Open chris19782 opened 6 years ago

chris19782 commented 6 years ago

It's maybe working as intented but then it'll raise it anyway. Found this discussed here https://gitter.im/KindDragon/vld/archives/2016/01/14 but answer link is no longer accessible.

In a multithreaded application calling realloc()/malloc() Thread 1: realloc() -> HeapReAlloc() -> block X is freed for the Heap, will give block Y Thread2: malloc() -> HeapAlloc() -> block X is given back But the trackings done in CaptureContext::~CaptureContext() wrapper will happen later, resulting in "VLD: New allocation at already allocated address" Reported in remapBlock().

This is maybe a potential problem if the following sequence then occurs Thread2: mapBlock X (+ warning) Thread1: unmapBlock X Thread1: mapBlockY

Could then block X reference be lost ?

Note that the sizes might still differ.

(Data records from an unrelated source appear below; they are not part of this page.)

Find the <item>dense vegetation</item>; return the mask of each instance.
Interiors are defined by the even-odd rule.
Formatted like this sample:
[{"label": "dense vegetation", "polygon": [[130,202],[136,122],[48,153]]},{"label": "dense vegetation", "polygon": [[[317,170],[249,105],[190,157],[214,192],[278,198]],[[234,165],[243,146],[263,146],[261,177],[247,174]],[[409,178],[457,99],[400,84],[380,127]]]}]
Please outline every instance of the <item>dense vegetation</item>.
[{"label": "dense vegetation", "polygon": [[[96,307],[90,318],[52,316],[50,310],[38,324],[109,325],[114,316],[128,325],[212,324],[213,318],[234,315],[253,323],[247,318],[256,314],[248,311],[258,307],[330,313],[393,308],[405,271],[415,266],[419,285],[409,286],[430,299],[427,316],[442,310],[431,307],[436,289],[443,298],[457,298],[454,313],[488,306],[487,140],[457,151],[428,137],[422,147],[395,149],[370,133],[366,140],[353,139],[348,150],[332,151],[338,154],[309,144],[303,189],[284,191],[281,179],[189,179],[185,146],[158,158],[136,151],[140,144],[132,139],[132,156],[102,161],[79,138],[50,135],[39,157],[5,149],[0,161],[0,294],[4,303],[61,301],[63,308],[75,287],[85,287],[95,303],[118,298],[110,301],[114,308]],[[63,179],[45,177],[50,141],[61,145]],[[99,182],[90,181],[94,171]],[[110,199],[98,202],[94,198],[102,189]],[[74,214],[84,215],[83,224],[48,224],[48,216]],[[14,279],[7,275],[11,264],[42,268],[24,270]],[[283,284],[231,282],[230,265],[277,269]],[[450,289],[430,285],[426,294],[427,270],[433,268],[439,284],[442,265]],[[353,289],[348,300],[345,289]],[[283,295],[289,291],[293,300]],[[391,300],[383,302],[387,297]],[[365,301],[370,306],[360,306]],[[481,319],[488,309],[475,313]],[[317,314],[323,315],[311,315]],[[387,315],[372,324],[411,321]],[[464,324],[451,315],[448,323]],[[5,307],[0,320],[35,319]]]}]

HeapAlloc() does sometimes give back the same buffer even if sizes are slightly differnts.

As that warning was suspicious and "probably by some mechanism unknown to VLD" comment not encouraging, I added an unmapBlock() before the call in _RtlReAllocateHeap()/_HeapReAlloc() wrappers as already done in _RtlFreeHeap/_HeapFree.

This somehow renders remapBlock() mechanism irrelevant in this scenario.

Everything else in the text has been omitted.